Consider the source

May 28, 2019

 

The news media is replete with stories that read more like game theory, reporting on the competing views of the dangers or rewards of impeaching Trump, with precious little emphasis on the growing list of underlying actions that would justify impeachment.  Everything is reported through the lense of risk assessment, although the only risk being assessed is the political one to the Democrats.  This framing renders the very real harm actual Americans are suffering due to this administration’s actions virtually invisible.  It ignores the ongoing damage that having a President who obstructs justice on a daily basis and refuses to recognize Congress as a co-equal branch of government does to our Constitutional system of government.  It ignores the political damage that such reporting inflicts on Democrats, by depicting them as hapless and timid in the face of lawlessness.

The press focuses narrowly on process questions and the Democratic Caucus’ ambivalence, to the exclusion of substantive reporting on any actual legislative agenda.  The general public could be forgiven for having no idea that the Democratic House majority has passed bills addressing such major issues as voting rights, climate change and the gender pay gap, (Source:  “Trump’s narrative is nonsense.  So why is the media buying it?” by Catherine Rampell, The Washington Post, 5/27/19).  Journalists’ obsession with the “Democrats in disarray” narrative misinforms the public and normalizes the spread of increasingly lawless and authoritarian behavior.

Two recent examples from The New York Times illustrate this point.  Last week, the Times published an article about former White House Communications Director Hope Hicks, describing her deliberation over whether to respond to a Congressional subpoena.  The very first sentence characterized Hicks’ thought process as an “existential question,” as if subpoenas were garden party invitations that one might politely decline.  The article was paired with a glam shot of Ms.
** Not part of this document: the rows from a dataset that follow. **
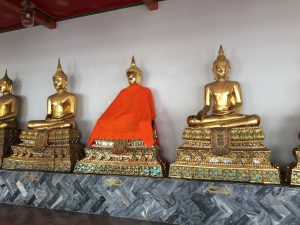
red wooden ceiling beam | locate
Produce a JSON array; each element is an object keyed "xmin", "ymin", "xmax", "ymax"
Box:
[
  {"xmin": 142, "ymin": 0, "xmax": 158, "ymax": 11},
  {"xmin": 0, "ymin": 0, "xmax": 56, "ymax": 29}
]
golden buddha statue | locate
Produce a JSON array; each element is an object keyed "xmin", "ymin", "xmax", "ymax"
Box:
[
  {"xmin": 187, "ymin": 45, "xmax": 260, "ymax": 128},
  {"xmin": 27, "ymin": 59, "xmax": 76, "ymax": 130},
  {"xmin": 74, "ymin": 56, "xmax": 166, "ymax": 177},
  {"xmin": 2, "ymin": 60, "xmax": 84, "ymax": 172},
  {"xmin": 0, "ymin": 70, "xmax": 20, "ymax": 167},
  {"xmin": 0, "ymin": 70, "xmax": 19, "ymax": 128},
  {"xmin": 169, "ymin": 46, "xmax": 281, "ymax": 184}
]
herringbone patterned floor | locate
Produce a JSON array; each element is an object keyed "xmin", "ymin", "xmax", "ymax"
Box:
[{"xmin": 0, "ymin": 170, "xmax": 299, "ymax": 225}]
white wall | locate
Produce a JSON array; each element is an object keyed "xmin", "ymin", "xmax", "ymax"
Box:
[{"xmin": 0, "ymin": 0, "xmax": 299, "ymax": 167}]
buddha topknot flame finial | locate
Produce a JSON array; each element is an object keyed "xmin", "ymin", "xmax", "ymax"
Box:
[
  {"xmin": 214, "ymin": 45, "xmax": 229, "ymax": 65},
  {"xmin": 219, "ymin": 45, "xmax": 224, "ymax": 56},
  {"xmin": 131, "ymin": 56, "xmax": 136, "ymax": 67},
  {"xmin": 0, "ymin": 69, "xmax": 13, "ymax": 88},
  {"xmin": 57, "ymin": 58, "xmax": 62, "ymax": 70},
  {"xmin": 53, "ymin": 58, "xmax": 67, "ymax": 80}
]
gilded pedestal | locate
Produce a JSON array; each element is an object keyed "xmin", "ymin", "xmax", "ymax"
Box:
[
  {"xmin": 74, "ymin": 139, "xmax": 166, "ymax": 177},
  {"xmin": 169, "ymin": 127, "xmax": 280, "ymax": 184},
  {"xmin": 288, "ymin": 146, "xmax": 300, "ymax": 185},
  {"xmin": 2, "ymin": 128, "xmax": 84, "ymax": 172},
  {"xmin": 0, "ymin": 128, "xmax": 20, "ymax": 167}
]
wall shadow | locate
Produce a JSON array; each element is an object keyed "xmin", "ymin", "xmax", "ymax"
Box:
[{"xmin": 14, "ymin": 74, "xmax": 28, "ymax": 130}]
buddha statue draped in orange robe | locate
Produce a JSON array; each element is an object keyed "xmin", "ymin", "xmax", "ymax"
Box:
[
  {"xmin": 88, "ymin": 84, "xmax": 156, "ymax": 147},
  {"xmin": 74, "ymin": 56, "xmax": 166, "ymax": 177},
  {"xmin": 88, "ymin": 57, "xmax": 157, "ymax": 147}
]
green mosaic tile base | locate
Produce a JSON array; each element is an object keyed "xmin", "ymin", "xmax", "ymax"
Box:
[
  {"xmin": 169, "ymin": 164, "xmax": 280, "ymax": 184},
  {"xmin": 74, "ymin": 162, "xmax": 163, "ymax": 177},
  {"xmin": 2, "ymin": 158, "xmax": 72, "ymax": 172}
]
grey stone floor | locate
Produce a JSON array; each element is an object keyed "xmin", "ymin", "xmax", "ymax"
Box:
[{"xmin": 0, "ymin": 203, "xmax": 170, "ymax": 225}]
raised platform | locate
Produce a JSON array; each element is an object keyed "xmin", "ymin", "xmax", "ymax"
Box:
[
  {"xmin": 170, "ymin": 127, "xmax": 281, "ymax": 184},
  {"xmin": 2, "ymin": 128, "xmax": 84, "ymax": 172},
  {"xmin": 0, "ymin": 170, "xmax": 299, "ymax": 225},
  {"xmin": 74, "ymin": 139, "xmax": 167, "ymax": 177},
  {"xmin": 0, "ymin": 128, "xmax": 20, "ymax": 167}
]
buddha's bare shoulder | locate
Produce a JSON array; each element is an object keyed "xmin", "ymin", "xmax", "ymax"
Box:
[
  {"xmin": 48, "ymin": 92, "xmax": 76, "ymax": 99},
  {"xmin": 219, "ymin": 80, "xmax": 240, "ymax": 86},
  {"xmin": 0, "ymin": 94, "xmax": 18, "ymax": 100},
  {"xmin": 228, "ymin": 80, "xmax": 241, "ymax": 87},
  {"xmin": 64, "ymin": 91, "xmax": 76, "ymax": 98},
  {"xmin": 205, "ymin": 81, "xmax": 219, "ymax": 88}
]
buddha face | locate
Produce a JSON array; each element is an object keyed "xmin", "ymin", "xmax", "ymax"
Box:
[
  {"xmin": 127, "ymin": 71, "xmax": 138, "ymax": 85},
  {"xmin": 213, "ymin": 61, "xmax": 230, "ymax": 79},
  {"xmin": 0, "ymin": 81, "xmax": 12, "ymax": 94},
  {"xmin": 53, "ymin": 76, "xmax": 67, "ymax": 91}
]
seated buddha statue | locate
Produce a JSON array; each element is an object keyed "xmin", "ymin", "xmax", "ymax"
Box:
[
  {"xmin": 75, "ymin": 56, "xmax": 166, "ymax": 177},
  {"xmin": 187, "ymin": 45, "xmax": 260, "ymax": 128},
  {"xmin": 88, "ymin": 56, "xmax": 156, "ymax": 147},
  {"xmin": 27, "ymin": 59, "xmax": 76, "ymax": 130},
  {"xmin": 0, "ymin": 70, "xmax": 19, "ymax": 128},
  {"xmin": 2, "ymin": 60, "xmax": 83, "ymax": 172},
  {"xmin": 169, "ymin": 46, "xmax": 280, "ymax": 184},
  {"xmin": 0, "ymin": 70, "xmax": 20, "ymax": 166}
]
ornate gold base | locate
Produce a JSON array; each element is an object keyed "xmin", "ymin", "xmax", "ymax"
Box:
[
  {"xmin": 290, "ymin": 168, "xmax": 300, "ymax": 185},
  {"xmin": 0, "ymin": 128, "xmax": 20, "ymax": 167},
  {"xmin": 74, "ymin": 139, "xmax": 167, "ymax": 177},
  {"xmin": 2, "ymin": 157, "xmax": 75, "ymax": 172},
  {"xmin": 169, "ymin": 127, "xmax": 281, "ymax": 184},
  {"xmin": 288, "ymin": 146, "xmax": 300, "ymax": 185},
  {"xmin": 2, "ymin": 128, "xmax": 84, "ymax": 172}
]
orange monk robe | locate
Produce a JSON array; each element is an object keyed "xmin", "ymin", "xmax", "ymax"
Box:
[{"xmin": 88, "ymin": 84, "xmax": 156, "ymax": 147}]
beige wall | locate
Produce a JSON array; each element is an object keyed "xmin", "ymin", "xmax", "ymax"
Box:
[{"xmin": 0, "ymin": 0, "xmax": 299, "ymax": 167}]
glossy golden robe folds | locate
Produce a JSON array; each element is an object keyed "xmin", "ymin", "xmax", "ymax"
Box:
[
  {"xmin": 2, "ymin": 60, "xmax": 84, "ymax": 172},
  {"xmin": 170, "ymin": 46, "xmax": 280, "ymax": 184}
]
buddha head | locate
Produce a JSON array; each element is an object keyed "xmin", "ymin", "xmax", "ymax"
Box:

Hicks that belonged in the Style section.  There was no mention of the fact that the penalty for failure to comply with a subpoena is a contempt citation anywhere in the 21 paragraph story.  Instead the article paints the fear of incurring the wrath of a peevish and thin-skinned autocrat as the only consequence worth considering, (Source:  “Hope Hicks Left the White House.  Now She Must Decide Whether to Talk to Congress,” by Maggie Haberman, The New York Times, 5/23/19).
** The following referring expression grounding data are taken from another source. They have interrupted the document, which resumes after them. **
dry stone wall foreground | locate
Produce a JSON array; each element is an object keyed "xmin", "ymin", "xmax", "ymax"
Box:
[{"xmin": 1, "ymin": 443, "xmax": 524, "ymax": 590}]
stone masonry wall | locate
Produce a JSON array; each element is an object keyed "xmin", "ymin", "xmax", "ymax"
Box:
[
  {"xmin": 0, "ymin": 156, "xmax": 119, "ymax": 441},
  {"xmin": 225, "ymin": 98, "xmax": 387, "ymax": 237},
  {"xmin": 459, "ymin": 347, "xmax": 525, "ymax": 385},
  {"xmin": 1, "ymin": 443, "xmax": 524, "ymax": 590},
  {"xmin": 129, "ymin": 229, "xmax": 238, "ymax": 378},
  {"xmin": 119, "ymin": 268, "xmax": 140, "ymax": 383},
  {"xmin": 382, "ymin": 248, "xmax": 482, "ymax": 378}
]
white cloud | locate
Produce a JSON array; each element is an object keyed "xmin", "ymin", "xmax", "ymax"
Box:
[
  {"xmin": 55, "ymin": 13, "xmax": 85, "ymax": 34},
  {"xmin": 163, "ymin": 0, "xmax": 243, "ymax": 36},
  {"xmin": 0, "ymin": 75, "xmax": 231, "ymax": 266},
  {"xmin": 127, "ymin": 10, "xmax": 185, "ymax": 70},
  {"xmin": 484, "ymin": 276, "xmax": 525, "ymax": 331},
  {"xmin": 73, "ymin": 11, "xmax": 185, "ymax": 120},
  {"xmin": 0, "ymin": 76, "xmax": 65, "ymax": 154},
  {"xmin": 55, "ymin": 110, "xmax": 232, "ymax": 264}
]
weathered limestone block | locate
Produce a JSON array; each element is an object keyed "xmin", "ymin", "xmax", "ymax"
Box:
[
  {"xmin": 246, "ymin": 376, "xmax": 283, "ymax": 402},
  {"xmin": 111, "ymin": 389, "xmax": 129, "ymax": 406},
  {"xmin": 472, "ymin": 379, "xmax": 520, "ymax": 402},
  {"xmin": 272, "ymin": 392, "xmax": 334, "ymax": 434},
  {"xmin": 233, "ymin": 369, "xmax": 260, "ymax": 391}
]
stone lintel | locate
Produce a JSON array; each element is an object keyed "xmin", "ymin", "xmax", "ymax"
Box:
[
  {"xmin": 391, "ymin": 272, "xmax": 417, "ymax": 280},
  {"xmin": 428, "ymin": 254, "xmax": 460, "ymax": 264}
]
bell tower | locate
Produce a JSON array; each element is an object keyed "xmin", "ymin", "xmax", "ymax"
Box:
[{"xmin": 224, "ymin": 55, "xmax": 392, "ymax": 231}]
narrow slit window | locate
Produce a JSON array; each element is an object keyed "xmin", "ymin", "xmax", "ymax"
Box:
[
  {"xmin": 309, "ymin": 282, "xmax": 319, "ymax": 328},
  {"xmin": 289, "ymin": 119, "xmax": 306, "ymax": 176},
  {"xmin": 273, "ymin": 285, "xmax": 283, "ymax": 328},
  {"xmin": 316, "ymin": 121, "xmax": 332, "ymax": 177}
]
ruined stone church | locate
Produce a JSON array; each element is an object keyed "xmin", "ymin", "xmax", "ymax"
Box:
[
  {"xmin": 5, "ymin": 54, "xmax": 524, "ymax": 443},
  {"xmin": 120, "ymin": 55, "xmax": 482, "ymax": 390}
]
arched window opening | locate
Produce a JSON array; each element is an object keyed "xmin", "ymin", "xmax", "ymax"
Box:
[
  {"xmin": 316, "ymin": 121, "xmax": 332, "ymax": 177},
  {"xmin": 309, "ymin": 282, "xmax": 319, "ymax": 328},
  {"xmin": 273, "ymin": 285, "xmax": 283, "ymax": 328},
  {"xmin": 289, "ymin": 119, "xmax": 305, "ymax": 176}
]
Then, on Saturday, The New York Times published a compendium of the insults that Trump has heaped on the Democratic presidential candidates, complete with an accompanying handy graphic, (Source:  “The Insults Trump Has Hurled at 2020 Democrats,” by K.K. Rebecca Lai and Karen Yourish, The New York Times, 5/26/19).  The list was presented with no analysis or context, making it little more than an amplification of Trump’s noxious message.

Although those two articles reflect negatively on the editorial judgment of The New York Times, the most alarming “media” decision of the last week belongs to Facebook, who refused to take down a video of Nancy Pelosi that had been altered to make her appear drunk, on the theory that “users should make up their own minds.”  The altered video has been viewed 2.6 million times, (Source:  “Facebook defends decision to leave up fake Pelosi video and says users should make up their own minds,” by Alex Horton, The Washington Post, 5/25/19).

The unsettling reality is that we live in a media environment where too many of those making decisions about what is newsworthy are motivated above all by their desire for profit and access. They are heedless of the fact that their framing has the pernicious effect of normalizing galloping authoritarianism and demoralizing those of us who resist it.  They are confident that they are insulated from the consequences of escalating lawlessness, but they are like the people who misinterpret the eerie calm before a tsunami, unaware that the wave will drown us all.